13. What kind of editor do you prefer, hands-on or laissez-faire?
Hands on at first, then laissez-faire when the cartoonist and the strip are firing on all cylinders. Luckily, Creator's (my syndicate) feels the same way, so we've worked well together.
14. What are your favorite books, TV shows, songs and films? (Yes, that counts as one question).
My favorite TV show is 30 Rock. One of my favorite books is The Education of Little Tree by Asa Earl Carter (under the pseudonym Forrest Carter). I don't really have a favorite song, but I like Beck a lot. And I like Yo La Tengo.
15. What are your tools of the trade?
On 400 series Strathmore Bristol Board I use a mechanical pencil, a crow quill (dip ink) pen and Staedtler Mars Pigment liners for nits and nats. Then Adobe PhotoShop for zipatone patterns, lettering and coloring.
16. What’s the best part about being a cartoonist?

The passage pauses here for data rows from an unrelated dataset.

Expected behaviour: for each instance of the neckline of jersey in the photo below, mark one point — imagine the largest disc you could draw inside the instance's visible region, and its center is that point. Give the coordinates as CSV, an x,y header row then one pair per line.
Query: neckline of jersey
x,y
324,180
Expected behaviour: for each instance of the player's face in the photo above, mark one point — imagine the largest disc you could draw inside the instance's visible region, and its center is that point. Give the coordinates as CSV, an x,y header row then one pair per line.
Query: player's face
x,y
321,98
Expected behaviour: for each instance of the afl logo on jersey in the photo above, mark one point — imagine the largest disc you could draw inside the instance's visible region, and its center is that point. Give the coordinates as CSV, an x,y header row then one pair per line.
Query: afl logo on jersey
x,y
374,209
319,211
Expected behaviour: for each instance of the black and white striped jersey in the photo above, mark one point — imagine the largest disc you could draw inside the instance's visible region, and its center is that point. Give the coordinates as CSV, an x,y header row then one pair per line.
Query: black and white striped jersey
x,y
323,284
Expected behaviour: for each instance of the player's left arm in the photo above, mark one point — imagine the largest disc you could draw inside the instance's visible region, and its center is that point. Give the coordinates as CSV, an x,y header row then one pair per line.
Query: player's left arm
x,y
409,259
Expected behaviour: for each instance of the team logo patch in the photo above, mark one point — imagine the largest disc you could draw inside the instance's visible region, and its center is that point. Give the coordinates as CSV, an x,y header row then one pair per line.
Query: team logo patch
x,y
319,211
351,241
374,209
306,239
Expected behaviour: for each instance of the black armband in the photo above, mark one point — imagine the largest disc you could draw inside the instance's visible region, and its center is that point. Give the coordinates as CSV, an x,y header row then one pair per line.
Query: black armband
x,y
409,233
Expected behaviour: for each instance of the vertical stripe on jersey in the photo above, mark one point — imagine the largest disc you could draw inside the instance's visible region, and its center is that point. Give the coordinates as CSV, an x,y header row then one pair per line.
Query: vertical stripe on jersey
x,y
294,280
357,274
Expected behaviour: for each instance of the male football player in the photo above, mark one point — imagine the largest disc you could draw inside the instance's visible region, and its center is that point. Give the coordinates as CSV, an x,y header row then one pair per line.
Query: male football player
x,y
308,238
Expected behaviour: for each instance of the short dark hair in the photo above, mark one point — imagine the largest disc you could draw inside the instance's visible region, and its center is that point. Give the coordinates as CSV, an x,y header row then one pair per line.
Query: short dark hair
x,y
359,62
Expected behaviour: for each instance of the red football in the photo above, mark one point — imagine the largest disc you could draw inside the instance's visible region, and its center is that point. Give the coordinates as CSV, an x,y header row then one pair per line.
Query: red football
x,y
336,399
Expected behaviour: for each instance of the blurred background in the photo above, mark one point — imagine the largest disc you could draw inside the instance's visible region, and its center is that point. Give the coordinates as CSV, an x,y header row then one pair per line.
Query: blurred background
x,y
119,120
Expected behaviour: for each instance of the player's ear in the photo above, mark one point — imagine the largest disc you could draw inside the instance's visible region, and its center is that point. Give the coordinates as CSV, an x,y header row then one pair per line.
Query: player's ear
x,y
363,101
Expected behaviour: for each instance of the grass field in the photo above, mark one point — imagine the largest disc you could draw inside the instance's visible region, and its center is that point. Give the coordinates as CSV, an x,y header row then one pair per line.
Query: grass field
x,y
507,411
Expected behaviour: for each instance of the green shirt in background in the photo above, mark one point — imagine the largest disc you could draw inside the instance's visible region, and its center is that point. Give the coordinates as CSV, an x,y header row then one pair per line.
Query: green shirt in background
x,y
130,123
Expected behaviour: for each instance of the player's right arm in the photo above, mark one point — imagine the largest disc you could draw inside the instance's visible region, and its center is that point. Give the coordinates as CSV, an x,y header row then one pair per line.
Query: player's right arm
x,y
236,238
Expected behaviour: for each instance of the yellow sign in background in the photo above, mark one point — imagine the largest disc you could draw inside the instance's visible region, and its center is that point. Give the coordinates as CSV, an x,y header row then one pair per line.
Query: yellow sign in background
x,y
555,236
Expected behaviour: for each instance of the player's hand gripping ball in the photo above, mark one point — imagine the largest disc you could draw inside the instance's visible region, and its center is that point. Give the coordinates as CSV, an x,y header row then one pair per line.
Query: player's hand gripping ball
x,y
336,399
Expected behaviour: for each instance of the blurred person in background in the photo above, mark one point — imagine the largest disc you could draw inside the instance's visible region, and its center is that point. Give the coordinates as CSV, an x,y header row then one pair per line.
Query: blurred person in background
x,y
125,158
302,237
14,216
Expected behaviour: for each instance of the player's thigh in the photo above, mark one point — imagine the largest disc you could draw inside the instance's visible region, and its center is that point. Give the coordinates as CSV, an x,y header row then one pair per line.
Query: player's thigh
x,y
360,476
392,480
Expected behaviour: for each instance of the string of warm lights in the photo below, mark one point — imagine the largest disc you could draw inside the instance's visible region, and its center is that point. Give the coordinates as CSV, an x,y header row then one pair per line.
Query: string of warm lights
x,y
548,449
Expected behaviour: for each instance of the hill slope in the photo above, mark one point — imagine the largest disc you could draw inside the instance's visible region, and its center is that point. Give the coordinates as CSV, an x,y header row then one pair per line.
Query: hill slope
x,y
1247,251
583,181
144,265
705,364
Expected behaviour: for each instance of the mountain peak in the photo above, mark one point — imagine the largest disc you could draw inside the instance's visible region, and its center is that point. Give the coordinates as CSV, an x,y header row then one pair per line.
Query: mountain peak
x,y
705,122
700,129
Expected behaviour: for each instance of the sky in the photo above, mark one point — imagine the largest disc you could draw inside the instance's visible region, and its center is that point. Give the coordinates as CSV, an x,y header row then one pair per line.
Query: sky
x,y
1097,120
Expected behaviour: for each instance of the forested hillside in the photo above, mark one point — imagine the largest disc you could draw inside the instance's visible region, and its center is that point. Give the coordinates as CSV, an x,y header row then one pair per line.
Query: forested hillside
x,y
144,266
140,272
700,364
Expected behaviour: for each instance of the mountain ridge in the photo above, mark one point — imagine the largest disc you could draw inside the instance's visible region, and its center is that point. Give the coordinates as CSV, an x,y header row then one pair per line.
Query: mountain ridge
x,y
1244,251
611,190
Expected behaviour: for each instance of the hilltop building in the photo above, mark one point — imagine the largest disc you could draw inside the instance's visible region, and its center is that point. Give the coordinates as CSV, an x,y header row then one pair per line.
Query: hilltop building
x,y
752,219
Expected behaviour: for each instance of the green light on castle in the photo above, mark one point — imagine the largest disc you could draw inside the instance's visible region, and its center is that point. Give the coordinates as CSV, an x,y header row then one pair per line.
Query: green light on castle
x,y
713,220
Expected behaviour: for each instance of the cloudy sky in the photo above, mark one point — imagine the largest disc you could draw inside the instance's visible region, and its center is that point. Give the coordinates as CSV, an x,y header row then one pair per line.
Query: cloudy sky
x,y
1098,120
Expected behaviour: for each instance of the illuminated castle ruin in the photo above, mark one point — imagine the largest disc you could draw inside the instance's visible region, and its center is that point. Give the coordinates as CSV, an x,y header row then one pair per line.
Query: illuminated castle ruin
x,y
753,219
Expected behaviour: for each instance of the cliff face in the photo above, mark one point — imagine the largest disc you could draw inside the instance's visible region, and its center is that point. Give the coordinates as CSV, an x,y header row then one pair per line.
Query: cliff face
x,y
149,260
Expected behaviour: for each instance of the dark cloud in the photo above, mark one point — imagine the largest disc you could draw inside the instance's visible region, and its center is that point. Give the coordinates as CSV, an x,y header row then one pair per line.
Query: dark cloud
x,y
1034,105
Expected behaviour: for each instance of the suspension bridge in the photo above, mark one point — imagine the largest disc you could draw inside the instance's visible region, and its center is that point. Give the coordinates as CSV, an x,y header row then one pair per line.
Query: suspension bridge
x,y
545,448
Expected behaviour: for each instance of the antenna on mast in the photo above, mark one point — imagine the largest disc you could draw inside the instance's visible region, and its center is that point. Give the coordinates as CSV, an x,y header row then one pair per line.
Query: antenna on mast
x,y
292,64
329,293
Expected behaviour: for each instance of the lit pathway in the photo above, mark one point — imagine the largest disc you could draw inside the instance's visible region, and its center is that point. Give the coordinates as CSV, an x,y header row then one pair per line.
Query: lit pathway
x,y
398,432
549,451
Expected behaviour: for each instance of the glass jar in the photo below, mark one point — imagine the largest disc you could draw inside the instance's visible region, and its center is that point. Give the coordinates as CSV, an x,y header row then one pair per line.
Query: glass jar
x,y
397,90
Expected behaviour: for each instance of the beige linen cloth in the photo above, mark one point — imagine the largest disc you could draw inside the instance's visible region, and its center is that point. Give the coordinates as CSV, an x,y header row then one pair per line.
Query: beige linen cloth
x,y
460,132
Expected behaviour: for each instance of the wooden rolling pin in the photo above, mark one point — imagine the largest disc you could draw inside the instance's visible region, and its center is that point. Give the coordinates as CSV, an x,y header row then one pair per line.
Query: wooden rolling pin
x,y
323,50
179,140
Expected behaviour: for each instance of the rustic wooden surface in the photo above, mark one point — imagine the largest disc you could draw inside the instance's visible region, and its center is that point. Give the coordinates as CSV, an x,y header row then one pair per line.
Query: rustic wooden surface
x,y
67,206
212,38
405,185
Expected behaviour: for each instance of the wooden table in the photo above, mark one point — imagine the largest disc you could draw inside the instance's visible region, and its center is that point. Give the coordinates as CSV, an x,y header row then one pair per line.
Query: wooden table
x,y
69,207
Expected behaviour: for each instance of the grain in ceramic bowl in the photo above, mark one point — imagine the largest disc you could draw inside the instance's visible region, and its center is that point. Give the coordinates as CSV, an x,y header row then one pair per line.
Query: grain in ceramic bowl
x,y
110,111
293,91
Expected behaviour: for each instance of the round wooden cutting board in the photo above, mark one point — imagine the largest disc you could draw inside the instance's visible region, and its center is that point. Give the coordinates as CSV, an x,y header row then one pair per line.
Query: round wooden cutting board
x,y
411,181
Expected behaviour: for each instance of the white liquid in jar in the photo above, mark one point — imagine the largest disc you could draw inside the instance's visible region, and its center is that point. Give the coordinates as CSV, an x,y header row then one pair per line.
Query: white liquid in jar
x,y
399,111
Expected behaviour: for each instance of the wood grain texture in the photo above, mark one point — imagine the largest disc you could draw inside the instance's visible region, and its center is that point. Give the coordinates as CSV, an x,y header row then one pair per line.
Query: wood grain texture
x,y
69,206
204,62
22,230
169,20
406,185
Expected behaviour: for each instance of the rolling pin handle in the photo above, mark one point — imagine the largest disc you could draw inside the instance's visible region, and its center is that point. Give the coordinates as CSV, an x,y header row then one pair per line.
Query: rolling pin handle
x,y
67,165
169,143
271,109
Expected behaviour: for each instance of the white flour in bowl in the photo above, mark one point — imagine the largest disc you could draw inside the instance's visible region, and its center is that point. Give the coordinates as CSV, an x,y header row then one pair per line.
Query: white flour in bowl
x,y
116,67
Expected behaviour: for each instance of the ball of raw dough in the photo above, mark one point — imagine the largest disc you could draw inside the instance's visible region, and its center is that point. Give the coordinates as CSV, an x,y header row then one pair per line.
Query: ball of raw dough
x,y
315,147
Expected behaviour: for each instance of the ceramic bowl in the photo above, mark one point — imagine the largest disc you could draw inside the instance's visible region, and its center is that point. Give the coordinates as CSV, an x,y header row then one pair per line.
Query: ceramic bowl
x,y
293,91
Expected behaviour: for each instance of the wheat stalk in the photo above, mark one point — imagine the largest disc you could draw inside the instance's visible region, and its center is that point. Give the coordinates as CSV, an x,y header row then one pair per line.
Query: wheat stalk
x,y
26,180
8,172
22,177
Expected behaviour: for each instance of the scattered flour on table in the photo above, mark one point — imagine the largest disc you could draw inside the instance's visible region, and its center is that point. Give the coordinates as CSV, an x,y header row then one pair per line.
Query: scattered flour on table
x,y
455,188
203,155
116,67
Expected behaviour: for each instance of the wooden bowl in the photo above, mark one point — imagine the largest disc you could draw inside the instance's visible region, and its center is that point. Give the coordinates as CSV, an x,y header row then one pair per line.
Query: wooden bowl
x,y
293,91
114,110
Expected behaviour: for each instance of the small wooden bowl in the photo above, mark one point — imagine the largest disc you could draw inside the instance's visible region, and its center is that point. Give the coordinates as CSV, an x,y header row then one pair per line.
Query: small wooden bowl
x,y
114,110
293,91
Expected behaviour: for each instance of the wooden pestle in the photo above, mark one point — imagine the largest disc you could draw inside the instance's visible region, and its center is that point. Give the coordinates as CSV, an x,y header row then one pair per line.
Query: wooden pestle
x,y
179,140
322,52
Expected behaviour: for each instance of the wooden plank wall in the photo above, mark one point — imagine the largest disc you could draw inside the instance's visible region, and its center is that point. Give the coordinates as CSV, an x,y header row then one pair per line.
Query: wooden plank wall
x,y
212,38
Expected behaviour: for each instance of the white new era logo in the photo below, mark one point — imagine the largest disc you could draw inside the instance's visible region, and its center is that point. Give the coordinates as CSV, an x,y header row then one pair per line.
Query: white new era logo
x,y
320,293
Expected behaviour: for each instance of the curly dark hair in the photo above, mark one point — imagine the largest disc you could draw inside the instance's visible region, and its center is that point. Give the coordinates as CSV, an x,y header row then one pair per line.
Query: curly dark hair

Getting paid for doing something I'm passionate about.
17. Have you met any of your cartoonist idols? Under what circumstances?
I got to meet Charles Schulz at a Reubens convention years ago. That was amazing. I also hoisted a couple of beers with Scott Adams at the same convention. Scott's work is the reason SCARY GARY is a three-panel strip. For me, his gag writing ability (and structure) is unparalleled.
18. What advice would you give aspiring cartoonists?
Never give up. Be humble enough to realize that if you're just starting out, you've got a lot to learn. Don't take rejection personally. With each rejection note (I have a drawer full of them), figure out the things that may be wrong with your material and don't do those things any more.
19. How important are awards?
Since I never won one, not very. I'm sure my answer will change if I'm ever nominated for one.
20. What’s something that nobody knows about you?
As I'm writing these responses, I'm wearing my underclothes. I just finished eating some organic hemp waffles topped with fresh berries, and there's a big blackberry stain on my undershirt. I'm slightly distressed that the stain will not completely come out. Oh, also, I have a gigantic crush on Laura Linney.